Weight loading from safetensors files into Metal GPU buffers.

This module provides utilities for loading quantized model weights from the safetensors file format into Metal StorageModeShared buffers for GPU inference.

§Architecture

The loading pipeline is:

  1. Memory-map the safetensors file(s) via memmap2 (no full read into RAM).
  2. Parse the header to discover tensor names, shapes, dtypes, and byte offsets.
  3. For each tensor, create a Metal StorageModeShared buffer and copy the raw bytes from the mmap region into it.
  4. Attach quantization metadata (bits, group_size) from the quantization_config.json file.

§Zero-Copy Consideration

On Apple Silicon, Metal shared-mode buffers reside in unified memory. We could create a Metal buffer that wraps the mmap pointer directly, but this is unsafe because the mmap lifetime is tied to the file mapping.

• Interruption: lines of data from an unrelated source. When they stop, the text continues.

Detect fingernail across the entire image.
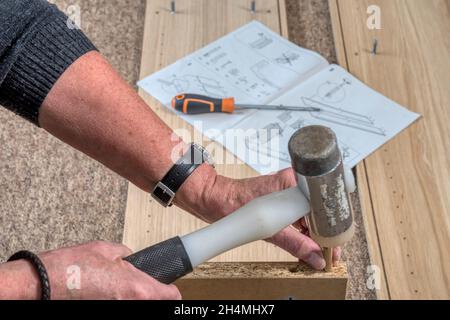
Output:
[306,252,326,270]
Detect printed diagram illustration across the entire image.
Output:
[317,78,352,103]
[158,75,227,97]
[275,52,300,66]
[301,78,386,136]
[248,32,273,50]
[245,115,359,163]
[301,97,386,136]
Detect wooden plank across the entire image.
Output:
[123,0,348,299]
[123,0,295,262]
[332,0,450,299]
[328,0,390,300]
[175,262,347,300]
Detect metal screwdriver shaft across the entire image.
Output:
[172,93,322,114]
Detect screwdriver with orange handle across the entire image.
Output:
[172,94,321,114]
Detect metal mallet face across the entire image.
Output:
[289,126,354,248]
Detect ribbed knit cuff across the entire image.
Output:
[0,12,96,126]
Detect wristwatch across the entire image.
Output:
[152,143,214,207]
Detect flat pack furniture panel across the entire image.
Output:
[123,0,347,299]
[330,0,450,299]
[175,262,348,300]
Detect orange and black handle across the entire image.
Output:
[172,94,235,114]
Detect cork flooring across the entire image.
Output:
[0,0,375,299]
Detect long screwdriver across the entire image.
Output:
[172,94,321,114]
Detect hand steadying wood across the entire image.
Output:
[0,0,338,299]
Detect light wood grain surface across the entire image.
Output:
[175,262,348,300]
[123,0,296,262]
[330,0,450,299]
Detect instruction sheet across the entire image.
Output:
[138,21,420,174]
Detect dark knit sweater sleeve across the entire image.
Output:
[0,0,96,125]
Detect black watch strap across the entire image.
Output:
[8,250,51,300]
[152,144,209,207]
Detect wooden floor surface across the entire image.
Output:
[330,0,450,299]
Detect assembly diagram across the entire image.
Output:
[300,78,386,136]
[241,111,360,164]
[275,52,300,66]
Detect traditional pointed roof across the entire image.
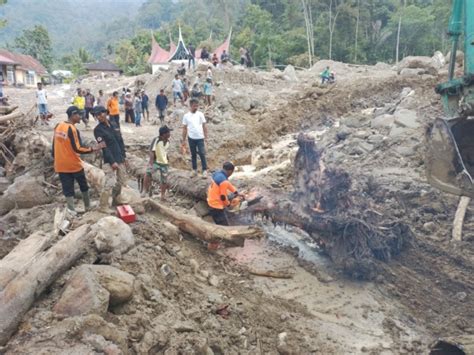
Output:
[148,33,170,64]
[196,27,232,59]
[169,26,189,61]
[212,27,232,59]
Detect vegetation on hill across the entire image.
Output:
[0,0,451,74]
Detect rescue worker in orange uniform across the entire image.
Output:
[207,162,240,226]
[53,106,104,211]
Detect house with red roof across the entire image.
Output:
[0,49,48,87]
[148,27,232,74]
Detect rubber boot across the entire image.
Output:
[99,191,110,212]
[112,186,122,206]
[66,196,76,212]
[82,191,91,211]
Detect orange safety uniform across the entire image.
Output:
[207,170,237,210]
[107,97,120,116]
[53,122,92,173]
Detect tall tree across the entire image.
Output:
[329,0,339,59]
[0,0,7,28]
[354,0,360,63]
[13,25,53,69]
[301,0,314,67]
[395,0,407,64]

Instead we copy the tensor bytes into a fresh Metal buffer, which is a single memcpy on unified memory and guarantees the buffer outlives the file mapping.

Structs§

QuantizationConfig
Per-tensor quantization configuration from quantization_config.json.
QuantizedWeight
A quantized weight tensor loaded into Metal GPU buffers.
SafetensorsFile
A memory-mapped safetensors file ready for tensor extraction.
TensorQuantConfig
Quantization parameters for an individual tensor.

Functions§

load_quantized_weights
Load quantized weights from a directory containing safetensors file(s) and a quantization_config.json.
safetensors_to_metal_buffer
Copy raw bytes from a safetensors tensor view into a new Metal StorageModeShared buffer.